May Mobility is seeking talented data scientists and machine learning engineers to develop automated methods for tagging data collected by their autonomous vehicles. This will enable them to generate valuable insights from their data, making it easily searchable for triaging issues, creating test sets, and building datasets for autonomy improvements, ultimately impacting development and business decisions.
Requirements
- Expert proficiency in designing and implementing deep learning architectures for combining visual data with sequential or time-series data streams for offline analysis.
- Strong understanding of data labeling best practices, label consistency, and performance metrics specifically relevant to large-scale auto-tagging accuracy and dataset curation.
- Expertise in machine learning, with hands-on experience in the design, training, and evaluation of a wide range of algorithms.
- Awareness of the latest advancements in the field, with the ability to translate innovative concepts into practical solutions for May.
- Excellent problem-solving skills with a meticulous approach to model architecture and optimization.
- 5+ years of hands-on experience as a Data Scientist or ML Engineer with a strong focus on algorithm design and machine learning.
- Expert-level programming skills in Python with extensive use of modern deep learning frameworks like TensorFlow or PyTorch.
Responsibilities
- Design, implement, and deploy state-of-the-art machine learning models for analyzing multimodal data to generate searchable metadata and facilitating downstream engineering workflows such as quick issue triaging.
- Research and implement novel techniques for sequential feature extraction, weak supervision, and self-supervised learning to efficiently handle long-tail events and continuously improve labeling data quality.
- Curate high-quality datasets by applying advanced data mining techniques to ensure model robustness, performance, and coverage.

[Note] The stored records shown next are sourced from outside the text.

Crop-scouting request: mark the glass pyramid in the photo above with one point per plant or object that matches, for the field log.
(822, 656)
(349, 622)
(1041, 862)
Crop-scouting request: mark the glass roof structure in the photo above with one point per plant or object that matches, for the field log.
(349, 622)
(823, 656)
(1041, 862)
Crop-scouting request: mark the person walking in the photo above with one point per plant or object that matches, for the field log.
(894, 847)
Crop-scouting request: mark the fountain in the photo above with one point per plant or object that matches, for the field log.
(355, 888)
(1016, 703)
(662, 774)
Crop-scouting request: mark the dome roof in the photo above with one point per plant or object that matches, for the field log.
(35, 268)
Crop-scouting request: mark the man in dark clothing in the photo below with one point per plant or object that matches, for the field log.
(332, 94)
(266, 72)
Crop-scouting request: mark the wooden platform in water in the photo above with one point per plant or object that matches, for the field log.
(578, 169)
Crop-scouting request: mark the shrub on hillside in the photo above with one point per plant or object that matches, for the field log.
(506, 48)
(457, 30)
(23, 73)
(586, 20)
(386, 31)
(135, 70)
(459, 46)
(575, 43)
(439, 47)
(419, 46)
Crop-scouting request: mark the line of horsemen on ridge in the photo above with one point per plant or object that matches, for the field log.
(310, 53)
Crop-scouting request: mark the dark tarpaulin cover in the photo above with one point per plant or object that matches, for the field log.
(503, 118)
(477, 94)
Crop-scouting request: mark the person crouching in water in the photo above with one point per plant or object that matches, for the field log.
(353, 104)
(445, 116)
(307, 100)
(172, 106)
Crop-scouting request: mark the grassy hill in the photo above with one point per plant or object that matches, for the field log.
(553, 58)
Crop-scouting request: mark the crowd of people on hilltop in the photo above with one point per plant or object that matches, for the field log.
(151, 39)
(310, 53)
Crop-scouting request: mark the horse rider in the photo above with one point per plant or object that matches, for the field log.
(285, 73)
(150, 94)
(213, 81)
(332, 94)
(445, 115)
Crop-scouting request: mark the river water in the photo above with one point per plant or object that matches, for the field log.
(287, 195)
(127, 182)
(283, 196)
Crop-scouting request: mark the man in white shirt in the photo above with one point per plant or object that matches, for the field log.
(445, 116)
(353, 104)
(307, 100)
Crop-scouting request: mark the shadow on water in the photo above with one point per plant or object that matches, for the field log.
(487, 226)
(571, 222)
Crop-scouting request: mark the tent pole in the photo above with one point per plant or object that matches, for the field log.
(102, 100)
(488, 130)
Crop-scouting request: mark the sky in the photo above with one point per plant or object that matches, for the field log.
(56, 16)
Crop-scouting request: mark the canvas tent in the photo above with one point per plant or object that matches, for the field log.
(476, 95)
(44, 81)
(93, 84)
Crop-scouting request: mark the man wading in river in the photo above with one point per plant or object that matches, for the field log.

- Establish and maintain frameworks for model validation and performance monitoring to drive continuous improvement.
Other
- B.S, M.S. or Ph.D. Degree in Engineering, Data Science, Computer Science, Math, or a related quantitative field.
- Experience working with multimodal data like visual data (images/video), structured perception and behavior outputs (e.g., agent tracks, vehicle state estimation, motion planner outputs).
- Demonstrated experience in building and deploying production-level machine learning systems from conception to delivery.
- Expertise in PySpark/Apache Spark for handling large-scale data processing.
- Background in robotics or autonomous systems.